Master storyteller Madeleine Thien takes us inside an extended family in China, showing us the lives of two successive generations—those who lived through Mao’s Cultural Revolution and their children, who became the students protesting in Tiananmen Square. At the center of this epic story are two young women, Marie and Ai-Ming. Through their relationship Marie strives to piece together the tale of her fractured family in present-day Vancouver, seeking answers in the fragile layers of their collective story. Her quest will unveil how Kai, her enigmatic father, a talented pianist, and Ai-Ming’s father, the shy and brilliant composer, Sparrow, along with the violin prodigy Zhuli were forced to reimagine their artistic and private selves during China’s political campaigns and how their fates reverberate through the years with lasting consequences.

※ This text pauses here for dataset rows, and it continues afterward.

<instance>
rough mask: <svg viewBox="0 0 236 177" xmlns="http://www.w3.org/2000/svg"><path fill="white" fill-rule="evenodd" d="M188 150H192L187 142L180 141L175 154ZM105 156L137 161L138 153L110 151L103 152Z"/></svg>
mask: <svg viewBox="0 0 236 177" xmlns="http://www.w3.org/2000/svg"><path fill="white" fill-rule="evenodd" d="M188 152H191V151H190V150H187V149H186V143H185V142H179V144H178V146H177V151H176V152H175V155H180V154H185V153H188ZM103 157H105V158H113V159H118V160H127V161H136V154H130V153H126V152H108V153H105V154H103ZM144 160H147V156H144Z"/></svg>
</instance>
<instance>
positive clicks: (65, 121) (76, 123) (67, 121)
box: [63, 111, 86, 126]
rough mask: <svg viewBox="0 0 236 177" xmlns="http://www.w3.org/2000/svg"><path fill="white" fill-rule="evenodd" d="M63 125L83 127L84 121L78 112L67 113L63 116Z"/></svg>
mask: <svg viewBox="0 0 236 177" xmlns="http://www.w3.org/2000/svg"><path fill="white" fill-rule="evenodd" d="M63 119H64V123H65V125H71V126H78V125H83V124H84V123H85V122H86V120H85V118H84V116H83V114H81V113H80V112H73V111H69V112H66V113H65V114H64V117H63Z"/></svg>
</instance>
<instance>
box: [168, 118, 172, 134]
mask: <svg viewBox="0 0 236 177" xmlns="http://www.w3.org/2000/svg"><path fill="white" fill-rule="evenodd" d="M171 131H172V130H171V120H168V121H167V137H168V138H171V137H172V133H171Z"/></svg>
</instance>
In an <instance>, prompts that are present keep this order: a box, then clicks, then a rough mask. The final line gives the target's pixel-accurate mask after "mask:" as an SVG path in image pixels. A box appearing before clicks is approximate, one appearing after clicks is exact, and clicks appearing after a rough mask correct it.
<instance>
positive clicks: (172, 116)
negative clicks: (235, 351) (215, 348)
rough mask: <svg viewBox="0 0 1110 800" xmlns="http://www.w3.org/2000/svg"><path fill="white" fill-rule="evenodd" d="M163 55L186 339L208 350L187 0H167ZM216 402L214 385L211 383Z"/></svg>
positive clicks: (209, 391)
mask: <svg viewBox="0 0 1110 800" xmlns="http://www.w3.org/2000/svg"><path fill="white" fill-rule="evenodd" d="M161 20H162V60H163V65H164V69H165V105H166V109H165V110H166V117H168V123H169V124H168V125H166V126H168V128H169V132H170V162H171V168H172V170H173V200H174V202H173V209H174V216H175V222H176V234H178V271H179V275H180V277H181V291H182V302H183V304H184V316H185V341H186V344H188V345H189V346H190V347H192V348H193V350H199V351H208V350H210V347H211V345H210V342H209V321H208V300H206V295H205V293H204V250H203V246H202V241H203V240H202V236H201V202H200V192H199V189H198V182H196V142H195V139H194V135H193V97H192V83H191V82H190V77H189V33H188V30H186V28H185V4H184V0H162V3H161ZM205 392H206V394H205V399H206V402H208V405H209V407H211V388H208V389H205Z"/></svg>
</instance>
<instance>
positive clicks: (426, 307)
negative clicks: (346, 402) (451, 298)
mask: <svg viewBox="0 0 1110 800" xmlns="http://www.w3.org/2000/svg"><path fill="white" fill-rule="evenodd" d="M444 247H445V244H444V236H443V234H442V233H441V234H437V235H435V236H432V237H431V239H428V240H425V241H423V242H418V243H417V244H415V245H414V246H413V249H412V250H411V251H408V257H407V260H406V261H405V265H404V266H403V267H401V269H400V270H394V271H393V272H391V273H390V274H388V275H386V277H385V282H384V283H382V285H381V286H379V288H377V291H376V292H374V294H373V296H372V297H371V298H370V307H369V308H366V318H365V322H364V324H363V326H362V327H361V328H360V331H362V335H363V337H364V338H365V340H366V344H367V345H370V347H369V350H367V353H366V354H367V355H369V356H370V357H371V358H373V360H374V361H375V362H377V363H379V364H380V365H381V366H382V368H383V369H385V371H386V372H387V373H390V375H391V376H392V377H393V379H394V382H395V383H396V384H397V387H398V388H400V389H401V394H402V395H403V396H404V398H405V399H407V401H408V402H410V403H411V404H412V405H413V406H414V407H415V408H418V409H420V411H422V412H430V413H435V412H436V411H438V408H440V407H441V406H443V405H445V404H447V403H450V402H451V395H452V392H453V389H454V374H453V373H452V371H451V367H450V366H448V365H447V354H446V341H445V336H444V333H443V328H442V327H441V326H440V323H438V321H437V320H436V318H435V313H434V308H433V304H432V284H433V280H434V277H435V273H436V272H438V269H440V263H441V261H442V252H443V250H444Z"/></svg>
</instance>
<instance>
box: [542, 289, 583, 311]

With maturity and sophistication, humor and beauty, Thien has crafted a novel that is at once intimate and grandly political, rooted in the details of life inside China yet transcendent in its universality.
Review
“A moving and extraordinary evocation of the 20th-century tragedy of China, and deserves to cement Thien’s reputation as an important and compelling writer.” Guardian
Review
“[A] graceful, intricate novel whose humanity threads through it like a stirring melodic line.” Sam Sacks, The Wall Street Journal
Review
“A powerfully expansive novel…Thien writes with the mastery of a conductor who is as in command of the symphony’s tempo as she is attuned to the nuances of each individual instrument.” Jiayang Fan, The New York Times
About the Author
Madeleine Thien is the author of two previous novels and a collection of stories, and she has been translated into twenty-five languages. Do Not Say We Have Nothing was longlisted for the 2016 Man Booker Prize. She lives in Montreal.